TSEA survey: 87% of state workers believe evaluations subjective

News release from Tennessee State Employees Association:
NASHVILLE – The Haslam administration plans to eliminate across-the-board pay raises and tie state employee pay and compensation to performance evaluation results, but the objectivity of the State’s performance evaluation system is in question according to a recent survey by the Tennessee State Employees Association.

Beginning in January, the Governor’s Pay-For-Performance (or Merit Pay) system would reward employees evaluated as “Valued” a 2% pay increase; employees evaluated as “Advanced” would receive 3%, and those evaluated as “Outstanding” would receive 4% for FY2016.

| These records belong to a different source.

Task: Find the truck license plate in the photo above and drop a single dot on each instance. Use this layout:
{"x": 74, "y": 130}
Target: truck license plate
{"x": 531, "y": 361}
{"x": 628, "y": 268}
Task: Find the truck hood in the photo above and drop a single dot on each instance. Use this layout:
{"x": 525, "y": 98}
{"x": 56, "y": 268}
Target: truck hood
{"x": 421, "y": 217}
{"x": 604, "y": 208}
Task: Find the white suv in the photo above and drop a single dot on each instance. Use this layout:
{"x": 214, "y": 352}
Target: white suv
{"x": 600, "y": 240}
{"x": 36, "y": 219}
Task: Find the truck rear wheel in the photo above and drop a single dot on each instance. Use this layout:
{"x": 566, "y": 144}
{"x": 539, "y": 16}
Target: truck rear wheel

The TSEA survey, consisting of two questions and distributed to state employees, found that 87% of respondents believe the state’s SMART Performance Evaluation system is subjective, meaning the results can vary due to a supervisors personal feelings, prejudices, or interpretations. Of survey respondents, 79.4% also indicated they were told by their supervisor that they cannot be evaluated higher than a “3” or what is considered “valued.”

“The Haslam administration wants to take away longevity pay for state employees and only ‘reward’ employees based completely on a subjective and possibly restricted performance evaluation system.” said TSEA Executive Director John Summers. “We are very concerned that, even if funds are available each year for raises, some employees under the Governor’s performance-pay system will find their earning potential limited by their supervisors.”

According to DOHR Commissioner Rebecca Hunter, the department’s own audit of the SMART Performance Evaluation system indicated the system was only “92% smart.” TSEA believes there is more work to be done before we can be assured Governor Haslam’s pay-for-performance system is objective and fair to all state employees.

Note: The Senate Democratic Caucus liked the above and was quick to offer Haslam-critical commentary. The release is below.

News release from Senate Democratic Caucus:
NASHVILLE – Following controversy over Gov. Haslam’s plan to cut state employee longevity pay, a survey of state employees found that 87% of employees find state merit evaluations too subjective.

“As it stands now, the governor has proposed to take part of employee pay, create a pool of money with it, and give it back to employees and call it a ‘raise,'” Senate Minority Leader Lee Harris said. “That’s distressing to state employees, and this survey is an indication of that. On top of that, some parts of the survey suggests that employees are getting conflicting information about how they will be scored.”

The survey, conducted by the Tennessee State Employees Association, also found that 79% of state employees have been told by their supervisor that they cannot be evaluated higher than a “3” on the five-point scale.

“There are straightforward ways to fix this plan, give employees a raise for performance, and reduce the distress that’s apparent in the survey results,” Sen. Harris said. “Why not just leave their pay alone, and give a real raise?”